Preparing the master host operating system

Perform the steps in Downloading and staging required files, before performing this procedure.
Use this procedure to prepare a RHEL/CentOS host as a Control Center master host.
  1. Log in to the candidate master host as root, or as a user with superuser privileges.
  2. Ensure the host has a persistent numeric ID.
    Skip this step if you are installing a single-host deployment.
    Each Control Center host must have a unique host ID, and the ID must be persistent (not change when the host reboots).
    test -f /etc/hostid || genhostid ; hostid
    Record the ID for comparison with other Control Center hosts.
  3. Disable the firewall, if necessary.
    This step is required for installation but not for deployment. For more information, refer to the Resource Manager Planning Guide or the Zenoss Community Edition (Core) Planning Guide.
    1. Determine whether the firewalld service is enabled.
      systemctl status firewalld.service
      • If the result includes Active: inactive (dead), the service is disabled. Proceed to the next step.
      • If the result includes Active: active (running), the service is enabled. Perform the following substep.
    2. Disable the firewalld service.
      systemctl stop firewalld && systemctl disable firewalld
      On success, the preceding commands display messages similar to the following example:
      rm '/etc/systemd/system/dbus-org.fedoraproject.FirewallD1.service'
      rm '/etc/systemd/system/basic.target.wants/firewalld.service'
  4. Optional: Enable persistent storage for log files, if desired.
    By default, RHEL/CentOS systems store log data only in memory or in a ring buffer in the /run/log/journal directory. By performing this step, log data persists and can be saved indefinitely, if you implement log file rotation practices. For more information, refer to your operating system documentation.
    mkdir -p /var/log/journal && systemctl restart systemd-journald
  5. Enable and start the Dnsmasq package.
    The package facilitates networking among Docker containers.
    systemctl enable dnsmasq && systemctl start dnsmasq
    If name resolution in your environment relies solely on entries in /etc/hosts, configure dsnmasq so that containers can use the file:
    1. Open /etc/dnsmasq.conf with a text editor.
    2. Locate the line that starts with #domain-needed, and then make a copy of the line, immediately below the original.
    3. Remove the number sign character (#) from the beginning of the line.
    4. Locate the line that starts with #bogus-priv, and then make a copy of the line, immediately below the original.
    5. Remove the number sign character (#) from the beginning of the line.
    6. Locate the line that starts with #local=/localnet/, and then make a copy of the line, immediately below the original.
    7. Remove net, and then remove the number sign character (#) from the beginning of the line.
    8. Locate the line that starts with #domain=example.com, and then make a copy of the line, immediately below the original.
    9. Replace example.com with local, and then remove the number sign character (#) from the beginning of the line.
    10. Save the file, and then close the editor.

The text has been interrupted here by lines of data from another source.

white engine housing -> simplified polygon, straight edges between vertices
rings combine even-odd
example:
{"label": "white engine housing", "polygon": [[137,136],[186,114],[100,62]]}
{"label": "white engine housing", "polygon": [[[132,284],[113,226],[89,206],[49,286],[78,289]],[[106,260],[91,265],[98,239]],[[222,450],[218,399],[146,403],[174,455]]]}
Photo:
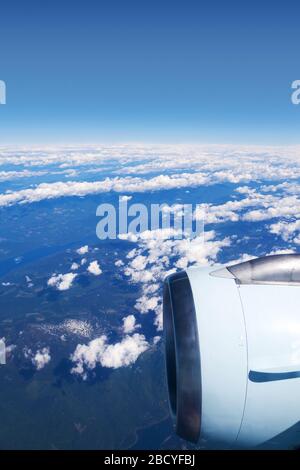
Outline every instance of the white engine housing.
{"label": "white engine housing", "polygon": [[[192,267],[166,279],[167,373],[179,435],[255,447],[299,421],[299,283],[299,255]],[[295,439],[290,445],[300,444]]]}

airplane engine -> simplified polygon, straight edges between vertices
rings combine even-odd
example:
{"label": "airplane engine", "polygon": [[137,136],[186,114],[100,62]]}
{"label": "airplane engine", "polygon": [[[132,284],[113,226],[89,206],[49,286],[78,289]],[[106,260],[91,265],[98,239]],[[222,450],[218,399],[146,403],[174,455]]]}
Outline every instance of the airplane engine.
{"label": "airplane engine", "polygon": [[179,436],[252,448],[300,421],[300,255],[171,274],[163,315]]}

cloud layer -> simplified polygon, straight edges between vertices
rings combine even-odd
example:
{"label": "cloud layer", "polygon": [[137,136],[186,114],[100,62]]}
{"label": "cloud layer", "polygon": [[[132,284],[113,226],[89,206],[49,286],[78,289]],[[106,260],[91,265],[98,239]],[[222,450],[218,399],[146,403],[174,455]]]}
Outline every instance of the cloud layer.
{"label": "cloud layer", "polygon": [[[240,239],[232,234],[239,233],[235,229],[240,229],[242,224],[246,229],[251,227],[250,232],[257,227],[258,239],[264,230],[274,240],[269,254],[291,252],[300,245],[299,147],[2,148],[0,168],[3,188],[0,189],[0,207],[4,213],[12,210],[14,205],[111,192],[120,194],[122,201],[129,204],[135,199],[141,200],[141,193],[147,193],[144,198],[151,202],[149,193],[154,193],[153,200],[157,202],[160,200],[157,192],[164,191],[167,201],[174,200],[174,194],[176,199],[174,206],[165,210],[179,217],[185,195],[193,193],[191,199],[195,203],[199,203],[195,200],[198,195],[201,197],[194,216],[201,219],[205,214],[205,243],[202,236],[176,240],[174,229],[144,230],[140,234],[119,237],[119,241],[124,241],[124,254],[118,252],[112,260],[114,274],[123,282],[134,284],[138,295],[130,309],[127,306],[120,308],[119,325],[114,330],[117,339],[111,340],[111,332],[103,334],[101,329],[99,333],[89,321],[71,319],[58,325],[44,325],[44,331],[62,341],[71,335],[80,338],[71,360],[72,373],[83,378],[97,366],[111,369],[129,366],[159,341],[161,286],[166,275],[193,264],[217,263],[226,250],[236,252],[231,255],[237,258],[235,261],[251,258],[255,248],[246,252],[233,249],[241,238],[246,240],[251,236],[247,231]],[[14,184],[8,186],[8,182]],[[225,188],[226,196],[223,197],[223,193],[218,196],[218,188],[214,185],[220,185],[222,191]],[[6,190],[7,187],[11,189]],[[171,192],[174,189],[181,191]],[[257,243],[259,245],[259,240]],[[95,284],[105,281],[107,270],[102,273],[102,268],[106,268],[105,257],[101,257],[100,266],[93,247],[77,246],[74,258],[68,259],[64,271],[58,267],[54,274],[48,273],[48,286],[66,291],[72,287],[76,276],[82,274],[91,274],[90,280]],[[2,285],[10,289],[9,282]],[[145,315],[148,315],[147,324],[148,320],[153,321],[158,331],[152,331],[149,337],[142,329],[146,323]],[[37,369],[42,369],[51,359],[49,348],[39,348],[36,352],[28,350],[27,355]]]}
{"label": "cloud layer", "polygon": [[[34,151],[2,148],[0,167],[4,169],[0,172],[0,180],[23,180],[32,176],[47,179],[47,174],[52,179],[59,179],[63,174],[64,181],[33,186],[24,183],[22,189],[0,193],[0,206],[111,191],[141,193],[262,180],[281,180],[283,184],[290,180],[291,183],[300,177],[299,155],[299,147],[118,145]],[[21,169],[12,169],[14,165]],[[95,180],[97,173],[104,169],[109,176]],[[72,176],[76,180],[65,180]]]}

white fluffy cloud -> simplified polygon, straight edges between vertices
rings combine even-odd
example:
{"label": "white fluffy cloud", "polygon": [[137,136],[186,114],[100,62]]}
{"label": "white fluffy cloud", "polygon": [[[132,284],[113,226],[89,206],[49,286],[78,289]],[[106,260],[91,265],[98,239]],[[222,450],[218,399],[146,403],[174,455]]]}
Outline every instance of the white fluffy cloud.
{"label": "white fluffy cloud", "polygon": [[137,299],[135,308],[141,313],[148,313],[149,311],[155,311],[159,305],[159,297],[143,295]]}
{"label": "white fluffy cloud", "polygon": [[105,335],[93,339],[87,345],[78,344],[71,360],[75,363],[72,373],[87,378],[87,371],[99,364],[102,367],[118,369],[136,362],[140,354],[149,348],[144,335],[126,335],[120,342],[109,344]]}
{"label": "white fluffy cloud", "polygon": [[31,349],[25,348],[24,356],[26,359],[30,359],[37,370],[43,369],[51,361],[50,348],[48,347],[38,349],[35,353]]}
{"label": "white fluffy cloud", "polygon": [[184,173],[180,175],[159,175],[150,179],[142,178],[106,178],[102,181],[67,181],[41,183],[34,188],[21,189],[0,194],[0,206],[28,204],[45,199],[57,199],[70,196],[87,196],[104,192],[145,192],[161,189],[200,186],[209,180],[201,173]]}
{"label": "white fluffy cloud", "polygon": [[[137,246],[127,254],[124,275],[133,283],[141,285],[142,295],[135,308],[143,314],[154,312],[154,324],[162,329],[162,306],[159,286],[166,275],[192,264],[208,265],[216,260],[230,239],[217,239],[214,231],[204,237],[176,240],[174,229],[146,230],[140,234],[123,234],[119,238]],[[175,266],[175,267],[174,267]]]}
{"label": "white fluffy cloud", "polygon": [[125,334],[132,333],[137,328],[140,328],[141,325],[137,325],[134,315],[128,315],[123,318],[123,331]]}
{"label": "white fluffy cloud", "polygon": [[270,225],[270,232],[281,236],[284,241],[293,241],[296,244],[300,243],[300,220],[294,222],[280,221]]}
{"label": "white fluffy cloud", "polygon": [[32,363],[36,366],[37,370],[41,370],[51,360],[50,348],[38,349],[32,358]]}
{"label": "white fluffy cloud", "polygon": [[121,202],[127,202],[130,201],[130,199],[132,199],[132,196],[120,196]]}
{"label": "white fluffy cloud", "polygon": [[87,268],[88,272],[94,276],[100,276],[102,274],[102,269],[99,266],[98,261],[92,261]]}
{"label": "white fluffy cloud", "polygon": [[55,287],[57,290],[64,291],[70,289],[77,274],[53,274],[48,280],[48,286]]}
{"label": "white fluffy cloud", "polygon": [[76,250],[76,253],[78,253],[79,255],[85,255],[86,253],[88,253],[88,251],[89,251],[89,246],[84,245],[78,248],[78,250]]}
{"label": "white fluffy cloud", "polygon": [[116,262],[115,262],[115,266],[117,266],[117,268],[120,268],[121,266],[124,266],[124,263],[121,259],[118,259]]}

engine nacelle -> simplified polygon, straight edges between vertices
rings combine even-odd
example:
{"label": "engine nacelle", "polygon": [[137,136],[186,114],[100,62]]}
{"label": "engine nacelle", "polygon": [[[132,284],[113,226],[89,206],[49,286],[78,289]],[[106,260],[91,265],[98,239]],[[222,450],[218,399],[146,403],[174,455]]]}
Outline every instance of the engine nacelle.
{"label": "engine nacelle", "polygon": [[300,420],[300,255],[172,274],[163,312],[178,435],[255,447]]}

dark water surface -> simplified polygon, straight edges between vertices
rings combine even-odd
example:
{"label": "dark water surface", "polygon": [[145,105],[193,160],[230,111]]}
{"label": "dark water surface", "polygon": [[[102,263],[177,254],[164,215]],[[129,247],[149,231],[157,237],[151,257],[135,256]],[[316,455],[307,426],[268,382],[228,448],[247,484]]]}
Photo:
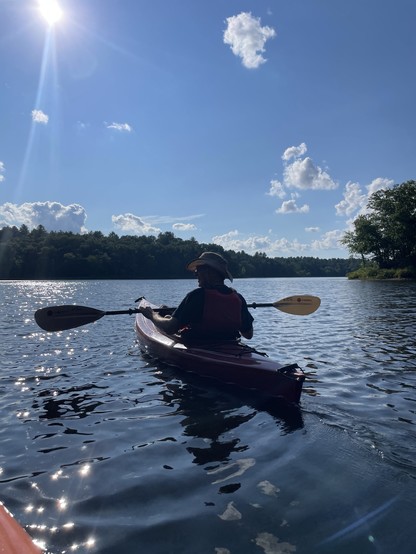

    11. Restart the dnsmasq service.
      systemctl restart dnsmasq
  6. Install and configure the NTP package.
    1. Stop and disable chronyd, if present.
      test "$(systemctl is-active chronyd)" = "active" \
        && systemctl stop chronyd && systemctl disable chronyd
    2. Install the NTP package.
      yum makecache fast && yum install ntp
    3. Set the system time.
      ntpd -gq
    4. Enable and start the ntpd service.